Fraud syndicate withdraws Tk 2.7m from credit cards of 54 Standard Chartered Bank customers
A fraud ring has devised a novel method to withdraw funds from the credit cards of Standard Chartered Bank (SCB) customers in Bangladesh.
Even though customers had not carried out any transactions, sums of Tk 50,000 at a time were transferred from their bank accounts to multiple mobile financial service (MFS) accounts. The fraudsters subsequently withdrew the funds from there.
According to sources within the banking sector, in the final week of August the syndicate withdrew a total of Tk 2.7 million from the credit cards of 54 SCB customers. Following this, the bank suspended the facility that allowed transfers from cards to bKash and Nagad MFS accounts.
In a text message to customers, the bank notified that the “Add Money” option on MFS apps had been temporarily disabled to ensure secure transactions.
SCB authorities reported the matter to Bangladesh Bank and law enforcement agencies after receiving complaints from customers.
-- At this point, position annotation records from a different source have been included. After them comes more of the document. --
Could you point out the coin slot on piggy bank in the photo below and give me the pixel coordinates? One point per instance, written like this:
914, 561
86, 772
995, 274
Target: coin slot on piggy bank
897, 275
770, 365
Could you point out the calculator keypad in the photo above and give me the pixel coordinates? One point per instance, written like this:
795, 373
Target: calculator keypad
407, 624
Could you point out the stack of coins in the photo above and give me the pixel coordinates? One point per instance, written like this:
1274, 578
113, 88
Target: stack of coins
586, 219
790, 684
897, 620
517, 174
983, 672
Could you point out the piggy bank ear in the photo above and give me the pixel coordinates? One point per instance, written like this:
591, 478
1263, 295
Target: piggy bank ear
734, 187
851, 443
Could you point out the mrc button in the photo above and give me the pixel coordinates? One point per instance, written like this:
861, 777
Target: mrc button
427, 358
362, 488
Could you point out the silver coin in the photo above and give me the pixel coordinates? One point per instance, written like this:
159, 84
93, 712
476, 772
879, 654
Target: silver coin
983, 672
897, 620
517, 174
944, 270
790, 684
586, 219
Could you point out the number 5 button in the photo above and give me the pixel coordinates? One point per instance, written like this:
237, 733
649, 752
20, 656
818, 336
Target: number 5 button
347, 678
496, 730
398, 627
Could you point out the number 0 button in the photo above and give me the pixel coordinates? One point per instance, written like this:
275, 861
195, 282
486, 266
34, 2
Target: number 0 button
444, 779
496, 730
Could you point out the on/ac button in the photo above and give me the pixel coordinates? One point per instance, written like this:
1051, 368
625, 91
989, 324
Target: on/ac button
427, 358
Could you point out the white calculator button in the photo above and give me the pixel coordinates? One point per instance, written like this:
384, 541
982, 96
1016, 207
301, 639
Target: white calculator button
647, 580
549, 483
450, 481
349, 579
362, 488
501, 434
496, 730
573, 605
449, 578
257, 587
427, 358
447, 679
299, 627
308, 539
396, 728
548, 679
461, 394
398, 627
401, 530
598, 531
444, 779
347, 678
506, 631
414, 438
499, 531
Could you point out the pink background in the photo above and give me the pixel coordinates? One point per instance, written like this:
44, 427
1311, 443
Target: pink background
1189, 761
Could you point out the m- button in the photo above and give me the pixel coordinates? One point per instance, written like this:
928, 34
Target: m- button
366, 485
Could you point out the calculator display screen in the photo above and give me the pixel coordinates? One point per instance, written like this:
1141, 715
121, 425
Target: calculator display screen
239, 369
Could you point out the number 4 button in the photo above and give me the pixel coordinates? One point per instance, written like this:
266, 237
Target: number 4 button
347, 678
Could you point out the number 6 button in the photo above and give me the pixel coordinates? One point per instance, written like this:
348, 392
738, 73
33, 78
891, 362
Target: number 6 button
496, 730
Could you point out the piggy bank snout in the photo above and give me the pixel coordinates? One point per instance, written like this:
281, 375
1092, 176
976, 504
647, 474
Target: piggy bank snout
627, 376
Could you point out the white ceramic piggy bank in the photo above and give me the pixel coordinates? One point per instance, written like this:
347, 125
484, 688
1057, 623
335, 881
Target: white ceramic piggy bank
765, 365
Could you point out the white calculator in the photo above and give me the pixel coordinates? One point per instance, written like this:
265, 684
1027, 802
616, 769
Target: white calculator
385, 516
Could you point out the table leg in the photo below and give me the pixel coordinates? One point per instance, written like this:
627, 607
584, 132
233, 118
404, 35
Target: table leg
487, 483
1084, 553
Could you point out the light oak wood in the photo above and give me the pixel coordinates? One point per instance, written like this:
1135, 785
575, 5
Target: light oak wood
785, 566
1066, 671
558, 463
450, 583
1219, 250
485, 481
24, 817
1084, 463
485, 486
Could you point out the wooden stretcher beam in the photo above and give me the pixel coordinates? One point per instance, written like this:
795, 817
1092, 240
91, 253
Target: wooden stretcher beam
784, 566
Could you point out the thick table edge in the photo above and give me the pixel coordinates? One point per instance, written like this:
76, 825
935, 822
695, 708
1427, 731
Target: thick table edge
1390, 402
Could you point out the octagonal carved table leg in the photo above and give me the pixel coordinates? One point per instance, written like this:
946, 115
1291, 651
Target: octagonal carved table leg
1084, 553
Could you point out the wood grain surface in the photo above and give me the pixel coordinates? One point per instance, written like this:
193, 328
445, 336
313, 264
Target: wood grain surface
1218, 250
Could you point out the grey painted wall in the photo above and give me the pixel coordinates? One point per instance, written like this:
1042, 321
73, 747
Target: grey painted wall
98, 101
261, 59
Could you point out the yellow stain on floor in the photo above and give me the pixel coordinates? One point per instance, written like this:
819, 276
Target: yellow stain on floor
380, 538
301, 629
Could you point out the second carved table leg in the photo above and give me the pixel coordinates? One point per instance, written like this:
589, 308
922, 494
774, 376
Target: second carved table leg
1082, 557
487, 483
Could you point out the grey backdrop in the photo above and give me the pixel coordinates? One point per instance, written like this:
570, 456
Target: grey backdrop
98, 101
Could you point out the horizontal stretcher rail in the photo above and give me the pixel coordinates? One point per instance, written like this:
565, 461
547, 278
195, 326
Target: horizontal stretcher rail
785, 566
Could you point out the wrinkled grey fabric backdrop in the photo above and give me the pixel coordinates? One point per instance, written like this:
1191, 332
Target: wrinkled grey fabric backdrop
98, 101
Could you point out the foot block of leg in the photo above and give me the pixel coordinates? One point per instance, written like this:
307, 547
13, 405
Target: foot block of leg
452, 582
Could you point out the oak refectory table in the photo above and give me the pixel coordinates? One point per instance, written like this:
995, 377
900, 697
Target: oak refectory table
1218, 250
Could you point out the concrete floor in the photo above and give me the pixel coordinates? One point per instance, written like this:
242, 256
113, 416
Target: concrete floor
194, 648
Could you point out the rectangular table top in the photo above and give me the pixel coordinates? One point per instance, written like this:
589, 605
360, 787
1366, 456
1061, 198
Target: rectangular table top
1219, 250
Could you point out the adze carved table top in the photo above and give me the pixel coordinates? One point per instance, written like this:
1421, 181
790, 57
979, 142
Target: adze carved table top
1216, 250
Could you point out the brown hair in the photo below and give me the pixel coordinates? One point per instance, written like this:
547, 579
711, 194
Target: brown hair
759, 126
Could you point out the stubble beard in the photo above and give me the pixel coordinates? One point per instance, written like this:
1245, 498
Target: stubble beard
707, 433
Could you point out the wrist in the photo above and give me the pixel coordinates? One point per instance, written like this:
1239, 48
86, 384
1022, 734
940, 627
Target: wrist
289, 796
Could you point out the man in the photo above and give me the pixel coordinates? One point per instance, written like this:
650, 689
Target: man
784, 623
Bangladesh Bank has already launched an investigation.
When contacted, neither bKash nor Nagad authorities were willing to comment on the matter.
The issue came to light at the beginning of this month, after several SCB customers took to social media to report that within seconds of receiving a one-time password (OTP) on their phones, Tk 50,000 was deducted from their accounts, despite none of them having shared their OTPs or accessed suspicious websites or apps.
Victim Hasin Haidar wrote in a Facebook post, “Tk 50,000 was suddenly deducted from my Standard Chartered Visa card and transferred to a bKash account. Although I received an OTP on my phone, I did not share it with anyone. Yet within 20 seconds the money was gone. But the bank is saying that since the transaction was completed with an OTP, it is the customer’s liability.”
She further wrote, “But I did not share my OTP. I believe this is a bank security issue. On 26 August at 7:43 pm, Tk 50,000 was withdrawn from my card. This cannot be anything other than a security breach.”
Another victim, Sadia Sharmin Brishti, posted, “In over seven years of using my card, this is the first time I have fallen victim to such fraud. Tk 50,000 was also transferred from my card.”
When approached, SCB officials said that after receiving multiple complaints, both the local and global technology teams of the bank carried out a thorough review of its security systems, but no internal flaws were identified.
As the money was stolen via the “Add Money” option of the bKash and Nagad apps, the issue, they argued, must be clarified by the MFS providers.
Sources at Bangladesh Bank confirmed that the funds transferred into the bKash and Nagad accounts were withdrawn in cash within minutes, after which the mobile numbers were deactivated. This, they said, clearly points to the involvement of a highly organised fraud ring.
Speaking to Prothom Alo, SCB Bangladesh’s managing director, Lutful Habib, said, “To date, 54 customers have lodged complaints with us. We have reported the matter to the law enforcement agencies and Bangladesh Bank. They are investigating the matter. The true picture will certainly emerge from their inquiries. The culprits will be identified and brought to justice.”
“No weakness has been found in the bank’s own technology systems. The incident occurred through the ‘Add Money’ option of the MFS apps. For this reason, we have temporarily suspended the facility of transferring money from our bank cards to MFS apps. Once the facts are fully established, a decision will be taken regarding the resumption of this service,” he further said.